I’ve never tried the stuff so nothing to contribute there but as a guy who started thinning noticeably in his 20s, I agree with Wilbo523. I was certainly not about to go the wig/combover route and I didn’t want to look like Doug Henning so I just started to buzz it short. It’s a very normal look for men of all ages these days (I’m 40 now), unless you’ve got some kind of weird bump in your skull it looks good and from a practical standpoint I really dig it - no barber, easy to touch up (run a clipper through it once a week), a bottle of shampoo lasts all year and it’s clean and dry in seconds.

It’s not bald, it’s aerodynamic :smiley:

Another guy here that started balding in his early 20’s. Rogaine had no effect for me. I am just as glad now it didn’t. Embracing my baldness, cutting my hair short, and getting over my own feelings towards it was the best thing to ever happen to the top of my head.
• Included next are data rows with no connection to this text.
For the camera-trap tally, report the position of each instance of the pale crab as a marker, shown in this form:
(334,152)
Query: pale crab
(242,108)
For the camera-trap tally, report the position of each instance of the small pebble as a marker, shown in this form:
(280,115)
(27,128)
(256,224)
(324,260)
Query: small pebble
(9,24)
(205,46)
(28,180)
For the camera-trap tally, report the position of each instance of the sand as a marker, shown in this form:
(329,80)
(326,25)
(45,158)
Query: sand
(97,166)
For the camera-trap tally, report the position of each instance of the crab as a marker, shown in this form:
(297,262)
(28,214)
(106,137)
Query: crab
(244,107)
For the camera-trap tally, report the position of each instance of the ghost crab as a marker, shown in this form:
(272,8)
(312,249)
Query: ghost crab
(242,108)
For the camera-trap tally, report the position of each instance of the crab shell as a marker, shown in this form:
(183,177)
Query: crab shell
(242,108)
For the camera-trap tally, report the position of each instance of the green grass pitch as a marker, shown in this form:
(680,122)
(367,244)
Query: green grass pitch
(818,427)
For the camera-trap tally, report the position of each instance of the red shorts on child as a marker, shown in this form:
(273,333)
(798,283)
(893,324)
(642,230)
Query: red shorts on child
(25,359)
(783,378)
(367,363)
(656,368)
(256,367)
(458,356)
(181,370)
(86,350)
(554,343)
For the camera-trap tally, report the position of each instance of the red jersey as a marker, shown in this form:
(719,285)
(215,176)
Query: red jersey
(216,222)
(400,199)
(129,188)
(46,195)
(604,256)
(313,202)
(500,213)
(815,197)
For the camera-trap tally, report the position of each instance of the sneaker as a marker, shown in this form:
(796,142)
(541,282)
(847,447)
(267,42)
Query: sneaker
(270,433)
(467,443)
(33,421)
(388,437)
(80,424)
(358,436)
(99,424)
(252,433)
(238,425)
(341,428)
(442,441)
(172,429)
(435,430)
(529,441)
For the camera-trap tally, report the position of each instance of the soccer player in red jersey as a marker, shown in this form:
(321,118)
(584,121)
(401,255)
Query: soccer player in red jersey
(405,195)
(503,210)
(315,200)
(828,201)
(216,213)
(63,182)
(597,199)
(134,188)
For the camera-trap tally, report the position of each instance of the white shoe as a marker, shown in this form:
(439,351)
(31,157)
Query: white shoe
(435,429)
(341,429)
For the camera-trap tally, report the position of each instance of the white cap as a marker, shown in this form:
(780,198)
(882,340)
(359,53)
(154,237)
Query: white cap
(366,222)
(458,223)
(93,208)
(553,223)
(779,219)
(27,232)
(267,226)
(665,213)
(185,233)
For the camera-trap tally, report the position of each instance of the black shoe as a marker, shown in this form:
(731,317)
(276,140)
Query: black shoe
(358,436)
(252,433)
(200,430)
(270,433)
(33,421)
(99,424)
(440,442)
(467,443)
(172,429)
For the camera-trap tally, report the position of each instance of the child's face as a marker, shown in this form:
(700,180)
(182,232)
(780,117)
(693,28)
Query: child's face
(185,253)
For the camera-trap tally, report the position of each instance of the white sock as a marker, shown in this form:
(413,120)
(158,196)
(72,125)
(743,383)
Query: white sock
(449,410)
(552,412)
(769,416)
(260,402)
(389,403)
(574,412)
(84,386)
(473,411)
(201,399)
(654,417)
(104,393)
I have found society in general (including females) are extremely accepting of it as long as you are not trying to cover it up. I know how hard it is to get it cut the first time, but I also know no one that was an early baldy and regretted later doing it.

At first I was okay with my thinning hair, but then a professor in my department (I’m a lowly doctoral student), took me aside and expressed his concern that I was losing my hair.

“You don’t have to lose it,” he said. “I’ll give you the number of this pharmacy in India where I get Propecia for cheap.”

I don’t shrug things off as easily as a normal person, so hearing this from a mentor-like figure is not comforting.:rolleyes:

My son’s father had thinning hair when he was in his late 20s. When he was about 30something he started using Rogaine. It didn’t seem to increase his hair growth, but it did seem to prevent more hair loss. That was about 20 years ago and nowadays (we’ve been split up for around 16 years) his hair is much thinner on top. I have no clue if he uses Rogaine still, but somehow I don’t think so, he’d already given up on it way back when.

Hope that helps.

Completely agree.

I’m bald. Early on I made a decision to never do a combover or wear a rug. I just cut it all off.